I am not able to see any 2.8. at ftp://ftp.broadinstitute.org/ location.I did login with ftp client already but didn't able to do that.

Hi,

I am sorry, but I cannot see the same directories you are seeing. Can you please post the exact directories you see when you log in? Please tell me the exact directories you see the moment you log in.

Thank you. Sheila

You had it right when you originally logged in with the FTP client.
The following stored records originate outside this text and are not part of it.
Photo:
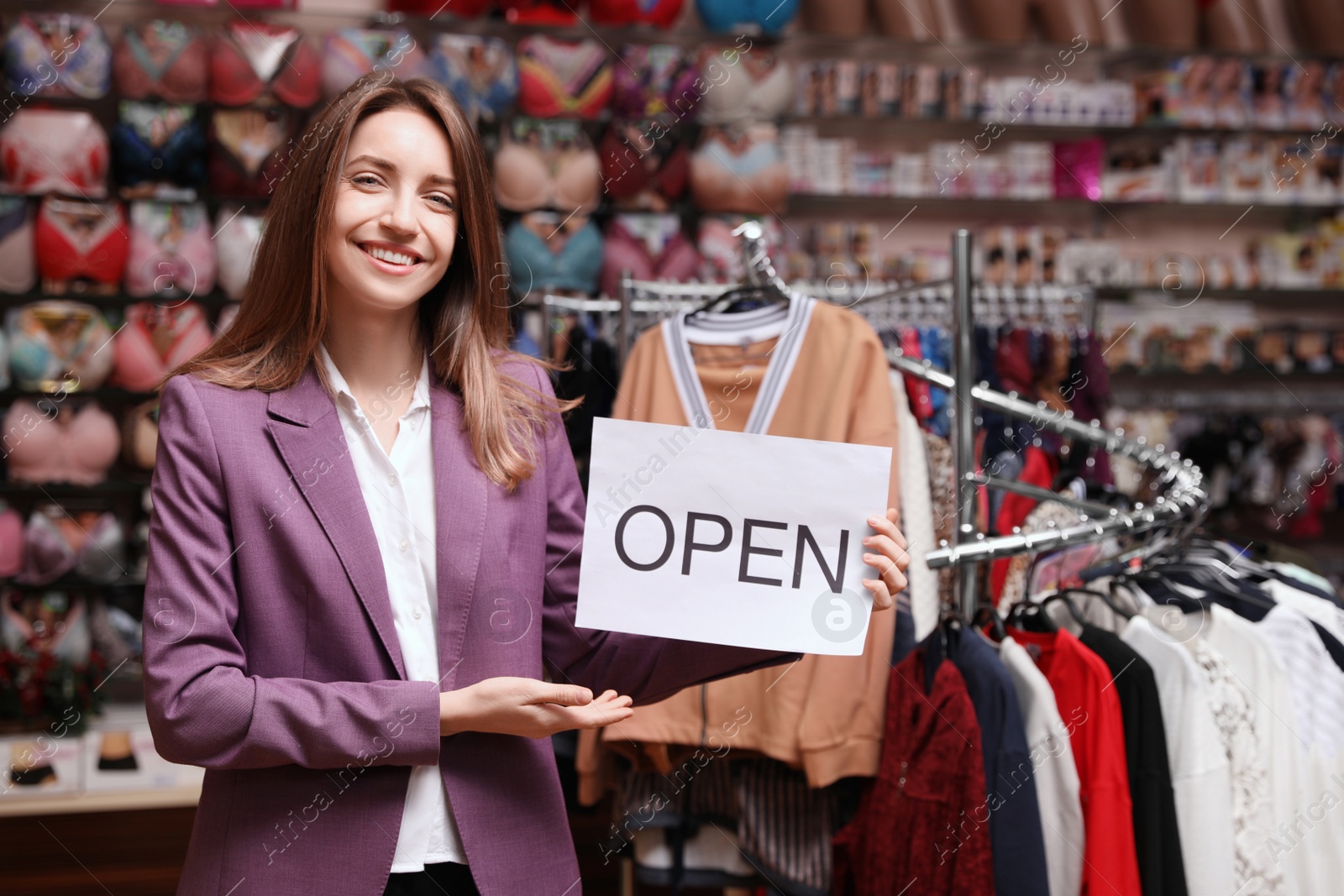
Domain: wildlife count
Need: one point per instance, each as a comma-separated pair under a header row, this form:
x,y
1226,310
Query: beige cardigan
x,y
823,715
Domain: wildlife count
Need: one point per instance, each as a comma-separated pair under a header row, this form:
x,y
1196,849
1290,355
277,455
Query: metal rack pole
x,y
964,422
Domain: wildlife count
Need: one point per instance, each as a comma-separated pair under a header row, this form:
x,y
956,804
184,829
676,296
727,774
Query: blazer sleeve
x,y
645,668
203,705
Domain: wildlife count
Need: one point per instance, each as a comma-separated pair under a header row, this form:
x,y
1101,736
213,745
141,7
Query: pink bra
x,y
171,250
155,340
78,446
548,164
11,542
54,150
627,250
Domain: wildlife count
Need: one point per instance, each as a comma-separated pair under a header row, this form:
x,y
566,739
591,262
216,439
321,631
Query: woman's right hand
x,y
528,708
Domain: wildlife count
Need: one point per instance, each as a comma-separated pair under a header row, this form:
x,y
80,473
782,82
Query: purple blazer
x,y
270,658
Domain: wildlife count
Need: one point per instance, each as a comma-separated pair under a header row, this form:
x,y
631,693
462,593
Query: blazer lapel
x,y
461,497
308,432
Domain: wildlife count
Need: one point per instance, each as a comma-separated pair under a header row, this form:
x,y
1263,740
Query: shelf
x,y
816,204
118,801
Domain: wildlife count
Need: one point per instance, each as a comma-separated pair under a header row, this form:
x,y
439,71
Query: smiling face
x,y
396,217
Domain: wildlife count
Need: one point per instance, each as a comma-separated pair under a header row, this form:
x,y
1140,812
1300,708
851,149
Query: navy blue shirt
x,y
1014,815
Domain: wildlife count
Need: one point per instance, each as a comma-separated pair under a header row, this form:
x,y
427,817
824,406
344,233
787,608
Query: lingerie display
x,y
479,71
349,54
58,55
171,254
564,78
748,86
18,268
74,443
81,246
54,150
250,150
546,251
548,164
255,60
649,248
155,340
57,344
739,172
643,174
237,235
158,148
161,60
87,544
655,78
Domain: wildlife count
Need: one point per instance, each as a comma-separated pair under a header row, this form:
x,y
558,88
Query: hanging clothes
x,y
1198,761
922,824
1156,831
1089,705
1055,773
1015,831
917,521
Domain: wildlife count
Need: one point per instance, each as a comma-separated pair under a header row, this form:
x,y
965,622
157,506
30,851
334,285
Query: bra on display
x,y
55,345
18,270
91,546
237,235
248,149
80,241
161,60
671,258
78,445
660,13
548,164
743,86
479,71
562,78
548,253
226,316
252,58
11,542
159,144
739,174
651,179
54,150
654,80
53,622
57,54
140,436
349,54
171,250
730,15
155,340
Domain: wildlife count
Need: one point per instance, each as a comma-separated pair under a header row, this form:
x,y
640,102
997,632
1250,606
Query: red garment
x,y
1090,711
922,828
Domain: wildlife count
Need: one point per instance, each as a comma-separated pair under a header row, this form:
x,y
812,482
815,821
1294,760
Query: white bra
x,y
743,90
788,322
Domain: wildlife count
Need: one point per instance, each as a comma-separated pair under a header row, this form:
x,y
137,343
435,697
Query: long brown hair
x,y
464,318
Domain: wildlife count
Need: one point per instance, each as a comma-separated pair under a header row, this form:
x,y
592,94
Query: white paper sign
x,y
727,537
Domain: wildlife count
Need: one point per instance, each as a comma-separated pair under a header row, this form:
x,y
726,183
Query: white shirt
x,y
1058,789
398,490
1200,774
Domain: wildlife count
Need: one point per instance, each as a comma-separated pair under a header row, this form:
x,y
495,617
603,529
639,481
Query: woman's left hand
x,y
887,553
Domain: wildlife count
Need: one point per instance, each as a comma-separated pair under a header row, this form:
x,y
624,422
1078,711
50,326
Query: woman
x,y
363,557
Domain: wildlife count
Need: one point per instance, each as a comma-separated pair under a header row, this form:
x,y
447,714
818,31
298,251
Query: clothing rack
x,y
1179,481
1178,484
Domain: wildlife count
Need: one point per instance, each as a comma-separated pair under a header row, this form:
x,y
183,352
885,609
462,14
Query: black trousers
x,y
440,879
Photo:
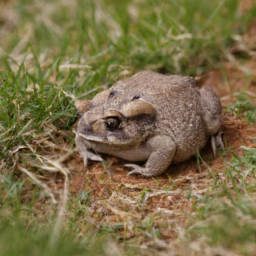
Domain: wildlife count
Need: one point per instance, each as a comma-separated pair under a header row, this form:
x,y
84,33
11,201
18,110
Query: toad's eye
x,y
112,123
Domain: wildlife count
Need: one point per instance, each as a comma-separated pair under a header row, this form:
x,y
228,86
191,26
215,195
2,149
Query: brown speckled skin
x,y
164,120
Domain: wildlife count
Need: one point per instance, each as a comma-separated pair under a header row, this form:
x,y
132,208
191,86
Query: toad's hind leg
x,y
211,110
163,152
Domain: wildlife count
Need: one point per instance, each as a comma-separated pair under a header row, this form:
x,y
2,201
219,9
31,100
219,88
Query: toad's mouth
x,y
111,139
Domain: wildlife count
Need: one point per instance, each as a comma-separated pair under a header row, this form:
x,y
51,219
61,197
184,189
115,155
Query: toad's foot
x,y
216,142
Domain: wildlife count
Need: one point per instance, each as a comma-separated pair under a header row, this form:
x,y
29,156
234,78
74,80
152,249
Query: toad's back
x,y
178,108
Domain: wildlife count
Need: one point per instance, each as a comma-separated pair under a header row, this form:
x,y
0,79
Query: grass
x,y
53,51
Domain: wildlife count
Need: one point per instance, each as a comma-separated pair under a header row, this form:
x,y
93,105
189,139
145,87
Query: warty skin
x,y
160,119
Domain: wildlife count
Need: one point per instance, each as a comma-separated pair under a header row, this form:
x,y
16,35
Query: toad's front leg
x,y
163,152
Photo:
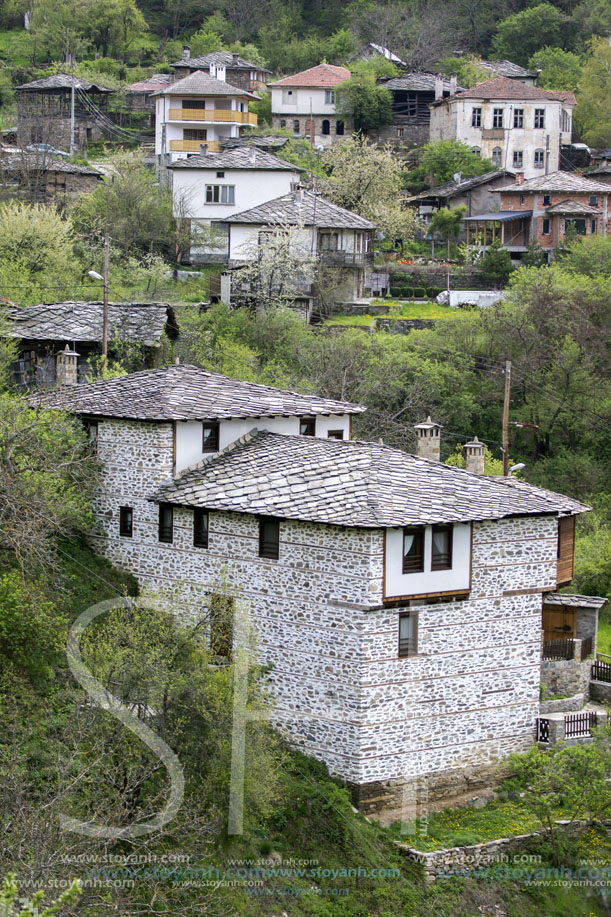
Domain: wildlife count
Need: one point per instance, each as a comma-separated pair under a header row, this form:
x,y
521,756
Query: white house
x,y
399,603
518,126
198,110
305,104
211,187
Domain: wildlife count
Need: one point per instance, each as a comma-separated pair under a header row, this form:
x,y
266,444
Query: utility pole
x,y
105,315
506,417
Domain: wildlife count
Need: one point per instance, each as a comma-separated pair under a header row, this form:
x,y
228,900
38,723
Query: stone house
x,y
542,209
57,341
198,111
223,65
397,601
517,126
44,112
305,104
209,188
339,240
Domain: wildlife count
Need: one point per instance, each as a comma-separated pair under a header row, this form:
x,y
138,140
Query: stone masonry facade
x,y
342,694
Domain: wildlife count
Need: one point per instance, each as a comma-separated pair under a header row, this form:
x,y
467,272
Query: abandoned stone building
x,y
397,601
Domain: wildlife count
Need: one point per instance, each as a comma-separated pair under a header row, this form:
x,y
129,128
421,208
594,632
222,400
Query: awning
x,y
502,216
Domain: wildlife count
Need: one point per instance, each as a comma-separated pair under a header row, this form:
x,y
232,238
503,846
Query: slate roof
x,y
559,182
62,81
574,207
452,188
187,393
202,84
503,88
224,58
241,157
345,483
323,76
302,208
43,162
81,322
575,601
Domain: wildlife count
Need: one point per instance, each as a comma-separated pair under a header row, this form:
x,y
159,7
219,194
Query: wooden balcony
x,y
193,146
213,115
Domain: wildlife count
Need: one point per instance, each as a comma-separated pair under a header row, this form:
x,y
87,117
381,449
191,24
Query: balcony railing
x,y
193,146
213,114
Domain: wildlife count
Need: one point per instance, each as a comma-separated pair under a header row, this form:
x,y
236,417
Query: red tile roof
x,y
322,76
504,88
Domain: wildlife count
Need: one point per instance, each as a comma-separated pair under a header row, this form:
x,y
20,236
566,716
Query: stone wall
x,y
442,718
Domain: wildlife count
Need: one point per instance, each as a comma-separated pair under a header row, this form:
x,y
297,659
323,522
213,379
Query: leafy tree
x,y
522,34
560,70
593,109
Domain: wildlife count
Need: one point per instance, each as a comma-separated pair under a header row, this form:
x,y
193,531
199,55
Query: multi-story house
x,y
517,126
543,209
305,104
209,188
397,601
198,111
223,65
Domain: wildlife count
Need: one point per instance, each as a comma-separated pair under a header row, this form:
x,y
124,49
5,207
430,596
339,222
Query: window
x,y
200,528
220,194
210,437
166,523
413,550
408,633
221,608
269,538
441,558
307,426
126,521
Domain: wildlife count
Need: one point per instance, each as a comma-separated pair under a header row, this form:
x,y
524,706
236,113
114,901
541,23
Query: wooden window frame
x,y
199,515
404,648
126,521
446,565
214,426
418,533
269,549
165,532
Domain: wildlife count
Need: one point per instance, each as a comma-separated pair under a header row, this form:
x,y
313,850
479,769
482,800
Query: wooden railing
x,y
213,114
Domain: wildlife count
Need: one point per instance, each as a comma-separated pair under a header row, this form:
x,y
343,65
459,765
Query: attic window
x,y
210,436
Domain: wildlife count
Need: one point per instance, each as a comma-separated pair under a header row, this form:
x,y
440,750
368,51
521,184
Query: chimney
x,y
66,367
475,454
428,439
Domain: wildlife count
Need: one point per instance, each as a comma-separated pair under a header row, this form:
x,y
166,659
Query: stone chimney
x,y
475,454
428,439
66,368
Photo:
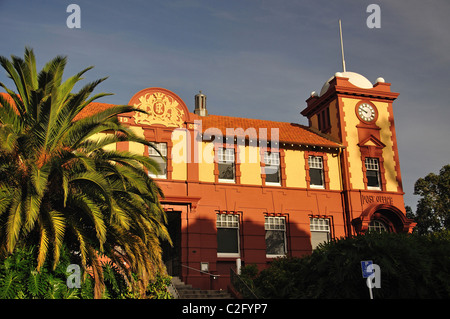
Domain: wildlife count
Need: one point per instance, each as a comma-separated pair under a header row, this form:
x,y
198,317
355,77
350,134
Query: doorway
x,y
172,254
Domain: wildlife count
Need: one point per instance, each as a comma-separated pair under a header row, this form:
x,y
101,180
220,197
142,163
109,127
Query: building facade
x,y
247,191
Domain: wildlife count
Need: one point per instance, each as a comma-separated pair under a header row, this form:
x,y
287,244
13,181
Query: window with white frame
x,y
315,164
227,235
377,226
226,164
161,160
320,231
272,168
275,236
373,173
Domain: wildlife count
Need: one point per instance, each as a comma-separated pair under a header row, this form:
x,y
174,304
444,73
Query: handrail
x,y
202,271
233,275
173,290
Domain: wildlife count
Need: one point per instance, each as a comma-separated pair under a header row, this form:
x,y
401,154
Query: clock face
x,y
366,112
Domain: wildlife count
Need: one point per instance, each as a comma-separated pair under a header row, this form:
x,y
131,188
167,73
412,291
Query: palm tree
x,y
58,184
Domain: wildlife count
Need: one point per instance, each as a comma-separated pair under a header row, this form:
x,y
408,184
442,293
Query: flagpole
x,y
342,46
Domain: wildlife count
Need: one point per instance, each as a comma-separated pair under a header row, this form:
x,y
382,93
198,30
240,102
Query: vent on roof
x,y
200,104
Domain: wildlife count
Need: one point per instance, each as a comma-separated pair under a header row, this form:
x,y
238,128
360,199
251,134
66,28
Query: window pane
x,y
227,240
160,160
315,176
318,237
226,171
275,242
272,167
372,179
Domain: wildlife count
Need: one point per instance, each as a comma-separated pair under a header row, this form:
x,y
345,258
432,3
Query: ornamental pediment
x,y
162,107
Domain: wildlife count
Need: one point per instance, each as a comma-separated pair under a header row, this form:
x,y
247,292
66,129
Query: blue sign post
x,y
367,271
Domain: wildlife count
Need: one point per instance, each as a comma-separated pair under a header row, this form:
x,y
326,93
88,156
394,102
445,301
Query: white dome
x,y
354,78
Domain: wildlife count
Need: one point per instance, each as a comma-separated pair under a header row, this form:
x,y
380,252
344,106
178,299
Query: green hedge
x,y
412,266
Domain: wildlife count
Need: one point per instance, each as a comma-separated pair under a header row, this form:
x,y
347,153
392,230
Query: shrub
x,y
412,266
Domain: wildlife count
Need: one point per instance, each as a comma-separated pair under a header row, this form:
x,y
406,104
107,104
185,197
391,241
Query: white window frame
x,y
227,156
373,164
229,221
273,159
320,225
162,148
316,162
378,226
275,223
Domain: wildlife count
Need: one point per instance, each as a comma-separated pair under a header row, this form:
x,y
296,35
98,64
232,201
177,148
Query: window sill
x,y
273,184
275,256
158,177
229,181
228,255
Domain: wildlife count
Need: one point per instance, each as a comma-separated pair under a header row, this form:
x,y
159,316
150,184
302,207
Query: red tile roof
x,y
288,132
291,133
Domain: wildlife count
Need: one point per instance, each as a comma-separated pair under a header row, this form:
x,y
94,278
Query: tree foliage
x,y
60,184
19,279
433,208
412,266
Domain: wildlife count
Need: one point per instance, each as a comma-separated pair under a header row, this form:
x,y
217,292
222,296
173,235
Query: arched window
x,y
377,226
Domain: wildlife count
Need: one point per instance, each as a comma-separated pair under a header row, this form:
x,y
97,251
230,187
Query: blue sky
x,y
255,58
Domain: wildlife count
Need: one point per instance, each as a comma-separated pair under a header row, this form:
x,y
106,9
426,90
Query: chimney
x,y
200,104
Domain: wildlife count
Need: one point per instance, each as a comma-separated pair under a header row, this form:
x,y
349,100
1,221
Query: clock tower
x,y
359,115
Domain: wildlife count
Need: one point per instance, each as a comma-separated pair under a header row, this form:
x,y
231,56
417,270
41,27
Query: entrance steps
x,y
188,292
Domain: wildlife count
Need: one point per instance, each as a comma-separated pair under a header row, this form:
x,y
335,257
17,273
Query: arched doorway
x,y
383,217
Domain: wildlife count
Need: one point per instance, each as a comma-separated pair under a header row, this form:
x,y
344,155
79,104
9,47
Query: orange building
x,y
247,191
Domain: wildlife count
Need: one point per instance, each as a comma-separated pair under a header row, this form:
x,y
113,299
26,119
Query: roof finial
x,y
342,46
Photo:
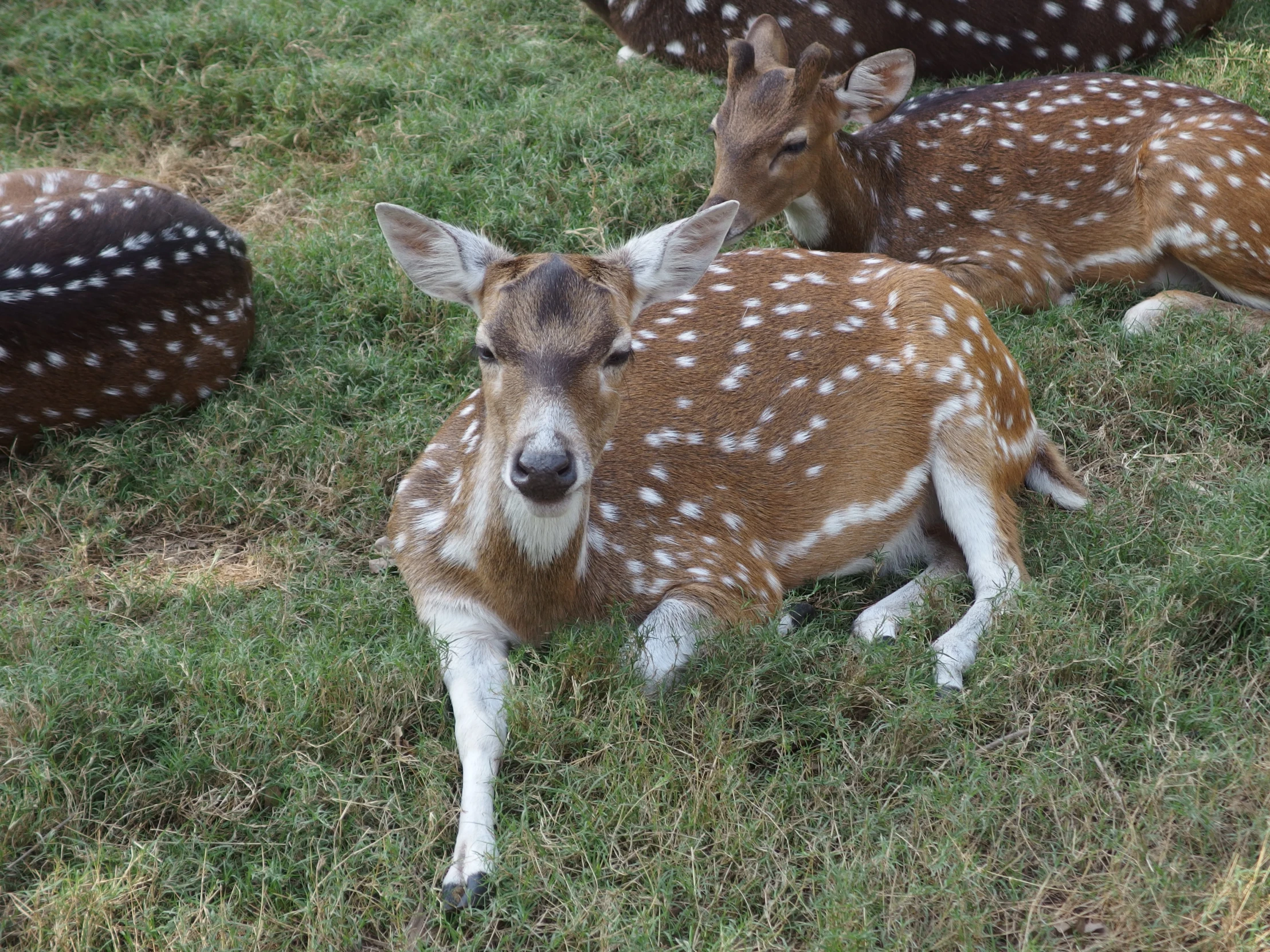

Look for the directory called "bundle". The directories @Sheila is referring to (2.8 etc) are in there. Let us know if you still can't find them.

Geraldine Van der Auwera, PhD

Posts: 17Member

Is there a reason (other than space) why you chose to release the bundle annotation files in vcf.gz format rather than BCF? I ask because it would be nice to download and use the bundle resources directly (and also have their md5 sums for confirmation) rather than needing to gunzip them.

Hi,

You are correct this is for conserving space, but it is also to reduce transfer time. Please remember that you can use gzipped vcfs directly if you index them with tabix.

-Sheila

Posts: 5Member

@dmyersturnbull said:

Geraldine_VdAuwera‌, could you comment on why a GRCh38 bundle is not planned? Were there any problems using LiftOver, or is GRCh38 just not widely adopted enough? I'm asking because I'm interested in using UCSC's LiftOver to update the resource bundle for GRCh38 in my current work.

Hey, did you get an answer to this question or have you done the liftover yourself? Can you please comment on the outcome?